In 2011, as the case progressed in district court, Google sought inter partes re-examination from the U.S. Patent and Trademark Office of U.S. Patent No. 6,910,205, arguing that the Swedish report anticipated the patent’s claims. The examiner granted the re-examination and rejected all of the challenged claims as anticipated by the report, according to court papers.

In November 2013, the PTAB affirmed the examiner’s rejection. But the Federal Circuit in March 2015 found in a mixed decision that the patent office relied on an incorrect claim construction to invalidate the claims.

The patent infringement claims were eventually chopped off the instant suit. Oracle was initially looking for more than $1 billion in damages, but a federal jury cleared Google of patent infringement in May 2012.

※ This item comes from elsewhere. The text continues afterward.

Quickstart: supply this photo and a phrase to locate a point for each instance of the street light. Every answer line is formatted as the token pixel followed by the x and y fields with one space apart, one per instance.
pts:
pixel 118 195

A month later, a trial judge said the APIs in question couldn't be covered by copyright either. But in May 2014 the Federal Circuit overturned that ruling, and the case, and the question of just what kinds of software can be copyrighted, was appealed to the Supreme Court.

At the high court, Google has claimed it needed to use the APIs to make its Android operating system compatible with Java and that Oracle shouldn't be able to monopolize such “basic building blocks of computer design.” The company doesn't claim all software can't be copyrighted, only that the blocks of code at issue in the case are too functional to fall under copyright law — a flaw it says shouldn't be excused by the “multiple ways to express it” rule cited by the Federal Circuit.

Oracle, on the other hand, has urged the high court to refuse the case, saying Google's arguments about interoperability veer into the territory of fair use, something that the Federal Circuit specifically remanded for further lower court proceedings.

The Supreme Court in January invited government briefs on whether it should take up Google's case.

Oracle spokeswoman Deborah Hellinger told Law360 on Tuesday that they were pleased with the Solicitor General's recommendation that the Supreme Court deny Google's cert petition.

“The Solicitor General's brief agrees with the Federal Circuit's decision and affirms the importance of copyright protection as an incentive for software innovation,” Hellinger said.

A Google spokesman told Law360 on Tuesday that, “While we're disappointed, we look forward to supporting the clear language of the law and defending the concepts of interoperability that have traditionally contributed to innovation in the software industry.”

The U.S. is represented by Donald B. Verrilli Jr., Benjamin C. Mizer, Malcolm L. Stewart, John F. Bash, Douglas N. Letter, Mark R. Freeman and Sonia K. McNeil.

Oracle is represented by E. Joshua Rosenkranz of Orrick Herrington & Sutcliffe LLP, and Dale Cendali, Diana Torres and Joshua Simmons of Kirkland & Ellis LLP.

Google is represented by Daryl Joseffer of King & Spalding LLP, Robert Van Nest of Keker & Van Nest LLP and in-house counsel Renny Hwang.

The case is Google Inc. v. Oracle America Inc. case number 14-410, in the Supreme Court of the United States.